9. Tentang Taehyung

102 24 41
                                    

Malam yang kali ini terasa dingin, mungkinkah karena tempat ini berdekatan dengan pantai sehingga hawanya sedikit berbeda? Jeongyeon bangkit dari ranjang tempat ia beristirahat sejak lima belas menit yang lalu, lantas membuka tirai jendela dari kamar yang disewa. Dari lantai tiga tempatnya berada sekarang, ia bisa melihat eksistensi tiga lelaki yang tengah duduk memutari meja bundar yang mereka duduki tadi siang. Entah apa yang dibicarakan, namun mereka nampak serius.

Menoleh ke belakang sebentar, Jeongyeon mendapati eksistensi dua temannya yang masih menetap di atas ranjang. Soyung telah tertidur, sedangkan Boreum masih bermain ponsel dalam keadaan berbaring. "Boreum, kau mau ikut turun?" tanya Jeongyeon. Namun Boreum menggelengkan kepala, katanya ingin istirahat dulu. Oleh karena itu Jeongyeon langsung memutuskan untuk turun sendiri, berniat menghampiri tiga lelaki di luar sana.

Saat kakinya baru melangkah keluar dari penginapan, Jeongyeon berpapasan dengan Jimin. Lelaki pemilik marga Ryu tersebut menatapnya dengan wajah datar, lantas langkahnya disusul oleh Sungwoon yang menyerukan nama Ryu Jimin berkali-kali.

Apa mereka bertengkar? Tanya itulah yang bergelayut di atas kepala, terlebih lagi hanya Taehyung yang tertinggal duduk di meja itu. Kemudian Jeongyeon melangkahkan kaki mendekati tempat Han Taehyung berada. Suara desiran ombak di malam hari terdengar, diiringi oleh semilir angin kencang yang menerbangkan setiap helai rambut. Semakin dekat, bukan hanya suara desiran ombak lagi yang terdengar, melainkan isakan. Apa itu dari Han Taehyung? Apakah dia yang menangis?

Dari belakang terlihat punggungnya bergetar. "Tae?" panggil Jeongyeon sembari menyentuh bahunya.

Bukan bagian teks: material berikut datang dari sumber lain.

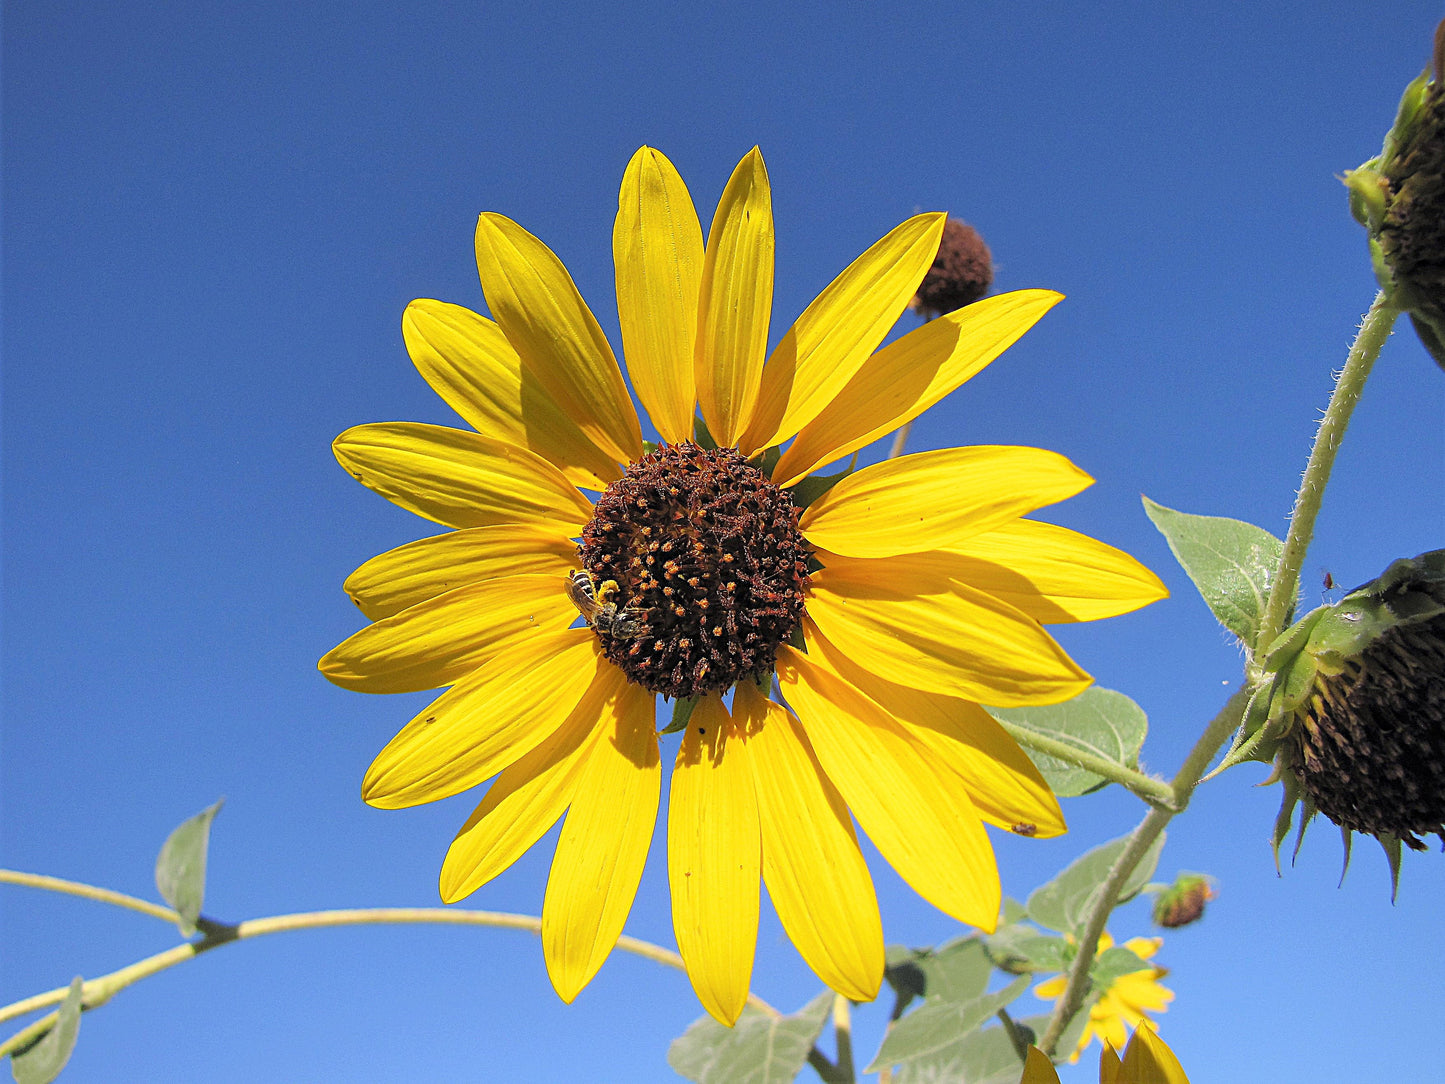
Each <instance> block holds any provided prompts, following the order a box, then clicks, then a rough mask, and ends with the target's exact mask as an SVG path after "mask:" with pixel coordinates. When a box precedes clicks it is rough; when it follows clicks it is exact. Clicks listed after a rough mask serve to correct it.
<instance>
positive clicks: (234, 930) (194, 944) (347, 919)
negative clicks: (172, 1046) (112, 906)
mask: <svg viewBox="0 0 1445 1084" xmlns="http://www.w3.org/2000/svg"><path fill="white" fill-rule="evenodd" d="M7 873H12V876H10V877H6V879H4V880H6V882H9V883H14V885H19V883H30V885H32V886H35V887H51V886H43V885H39V883H36V882H43V880H46V879H45V877H38V876H36V874H13V872H7ZM17 877H30V879H32V880H26V882H22V880H19V879H17ZM62 883H64V885H68V886H74V885H75V882H62ZM81 887H91V886H81ZM53 890H58V892H61V890H64V892H69V889H53ZM100 892H104V890H103V889H101V890H100ZM69 895H88V893H79V892H69ZM117 895H118V893H117ZM90 898H92V899H94V898H97V896H90ZM198 925H199V926H201V929H202V931H204V932H205V935H204V937H202V938H199V939H197V941H186V942H185V944H181V945H175V947H173V948H168V950H166V951H165V952H158V954H155V955H150V957H146V958H144V960H139V961H136V963H133V964H130V965H127V967H123V968H120V970H118V971H111V973H110V974H105V976H100V977H98V978H91V980H88V981H87V983H85V984H84V987H82V991H81V1006H82V1007H85V1009H94V1007H97V1006H101V1005H104V1003H105V1002H108V1000H110V999H111V997H114V996H116V994H117V993H120V991H121V990H124V989H126V987H127V986H131V984H134V983H137V981H140V980H142V978H147V977H149V976H153V974H159V973H160V971H165V970H169V968H172V967H175V965H176V964H182V963H185V961H186V960H194V958H195V957H197V955H199V954H201V952H205V951H210V950H212V948H220V947H221V945H227V944H231V942H236V941H249V939H251V938H256V937H263V935H266V934H283V932H289V931H296V929H321V928H328V926H361V925H448V926H491V928H499V929H525V931H527V932H532V934H540V932H542V919H539V918H535V916H533V915H512V913H507V912H500V911H452V909H447V908H366V909H351V911H311V912H303V913H295V915H272V916H270V918H256V919H249V921H246V922H241V924H238V925H234V926H231V925H224V924H220V922H212V921H208V919H204V918H202V919H201V921H199V924H198ZM617 948H620V950H621V951H624V952H631V954H633V955H639V957H643V958H644V960H652V961H655V963H659V964H666V965H668V967H672V968H676V970H679V971H683V973H685V971H686V965H685V964H683V963H682V957H681V955H678V954H676V952H673V951H672V950H668V948H662V947H660V945H655V944H652V942H649V941H639V939H637V938H634V937H626V935H624V937H620V938H617ZM68 990H69V987H68V986H62V987H58V989H55V990H48V991H45V993H42V994H35V996H33V997H26V999H23V1000H20V1002H14V1003H12V1005H7V1006H4V1007H0V1022H4V1020H10V1019H14V1018H16V1016H23V1015H25V1013H29V1012H35V1010H36V1009H45V1007H46V1006H51V1005H59V1003H61V1002H62V1000H65V994H66V991H68ZM747 1003H749V1005H751V1006H753V1007H754V1009H759V1010H760V1012H764V1013H767V1015H769V1016H772V1018H775V1019H776V1018H779V1016H782V1013H780V1012H779V1010H777V1009H775V1007H773V1006H770V1005H769V1003H767V1002H764V1000H763V999H762V997H759V996H757V994H753V993H750V994H749V996H747ZM55 1019H56V1013H51V1015H49V1016H45V1018H42V1019H39V1020H36V1022H35V1023H32V1025H29V1026H27V1028H26V1029H25V1031H22V1032H19V1033H17V1035H13V1036H10V1039H7V1041H6V1042H4V1044H0V1057H3V1055H6V1054H10V1052H12V1051H14V1049H17V1048H22V1046H25V1045H26V1044H27V1042H30V1041H32V1039H33V1038H35V1036H38V1035H43V1033H45V1032H46V1031H49V1028H51V1026H52V1025H53V1023H55Z"/></svg>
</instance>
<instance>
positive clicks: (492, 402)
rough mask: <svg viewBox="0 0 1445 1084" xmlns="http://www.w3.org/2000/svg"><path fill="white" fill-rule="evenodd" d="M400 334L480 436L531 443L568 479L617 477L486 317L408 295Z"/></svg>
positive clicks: (599, 478) (495, 328)
mask: <svg viewBox="0 0 1445 1084" xmlns="http://www.w3.org/2000/svg"><path fill="white" fill-rule="evenodd" d="M402 337H403V338H405V340H406V350H407V353H409V354H410V356H412V364H415V366H416V370H418V371H419V373H420V374H422V376H423V377H425V379H426V383H429V384H431V386H432V390H435V392H436V395H439V396H441V397H442V399H445V400H447V405H448V406H451V408H452V409H454V410H455V412H457V413H460V415H461V416H462V418H465V419H467V423H468V425H471V426H473V428H474V429H475V431H477V432H480V434H481V435H483V436H486V438H487V439H491V441H501V442H504V444H516V445H520V447H523V448H530V449H532V451H535V452H536V454H538V455H540V457H542V458H543V460H546V461H548V463H551V464H555V465H556V467H558V468H561V471H562V473H564V474H565V476H566V478H568V481H571V483H572V484H574V486H584V487H587V489H591V490H601V489H605V487H607V486H608V483H613V481H617V478H620V477H621V470H618V467H617V464H616V463H613V461H611V460H610V458H608V457H607V455H605V454H604V452H603V451H600V449H598V448H597V445H595V444H592V442H591V441H590V439H587V436H585V435H584V434H582V431H581V429H578V428H577V423H575V422H574V421H572V419H571V418H568V416H566V412H565V410H562V408H561V406H558V405H556V400H555V399H552V396H551V395H548V392H546V390H545V389H543V387H542V386H540V384H539V383H538V382H536V379H535V377H533V376H532V374H530V371H527V373H523V370H522V358H520V357H517V351H516V350H513V348H512V344H510V343H507V337H506V335H503V334H501V328H499V327H497V325H496V324H493V322H491V321H490V319H487V318H486V317H483V315H478V314H475V312H473V311H471V309H465V308H462V306H461V305H448V304H447V302H444V301H429V299H422V301H413V302H412V304H410V305H407V306H406V312H405V314H403V315H402Z"/></svg>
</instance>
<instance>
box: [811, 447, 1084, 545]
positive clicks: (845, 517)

Setelah sentuhan itu mendarat pada bahunya, badan Taehyung mendadak menegang. Suara isak yang tadi tidak lagi terdengar. Tangan Taehyung bergerak dengan cepat menghapus sisa aliran air mata yang membasahi pipinya, kemudian berbalik badan dan menatap sosok gadis yang berdiri di hadapannya dengan lengkungan senyum yang sangat dipaksakan. "Ya?" sahutnya masih dengan senyuman yang sama.

"K-kau menangis? Ada apa? Apa kalian bertengkar?" tanya Jeongyeon agak ragu.

Taehyung menggelengkan kepala. "Menangis? Oh tidak, Jeong. Mataku berair hanya karena pasir masuk ke mataku," ucap Taehyung dengan diiringi suara kekehan.

Namun, Jeongyeon mengambil keputusan untuk tidak mempercayai apa yang dikatakan oleh lelaki di hadapannya, maka ia menyentuh bahu lelaki tersebut dan menatap wajahnya dalam jarak dekat. "Kau ... berbohong-" hanya saja belum sempat Jeongyeon mengatakan kalimat lengkap dari isi kepalanya, sudah lebih dahulu badannya dibuat membeku.

Han Taehyung memeluknya sangat erat dan menangis sampai terisak. Bingung harus melakukan apa, Jeongyeon berakhir beku tanpa melakukan apa pun sementara Taehyung semakin menarik badannya untuk mendekat dan menjadikan bahunya sebagai tempat meletakkan dagu. Basah, Jeongyeon bisa merasakan baju yang tengah ia kenakan basah karena air mata yang terus mengalir bersama-sama suara isakan lelaki Han itu. Dalam sunyi malam yang hanya ditemani oleh suara debur ombak dan angin, perlahan Jeongyeon mulai berani mengangkat tangan dan memberikan elusan lembut pada punggung Taehyung.

"Pernahkah seseorang menganggapmu sebagai orang yang jahat? Padahal kau juga korban," ucap Taehyung terbata-bata karena isak tangisnya. Di malam itu, mereka satu tim menunggu tamu istimewa tetapi berakhir seperti ini gara-gara tidak kunjung bertemu. Di malam itu pula Han Taehyung mulai mencoba untuk membuka diri, bercerita sedikit demi sedikit dan berbagi keluh kesah yang memenuhi ruang dadanya.

■■




































Musim dingin,
Desember 2011

Musim dingin di permulaan Desember menjadi saksi bisu kala itu. Malam yang dingin, tatkala badai salju pertama yang sejuk datang menutupi seluruh desa.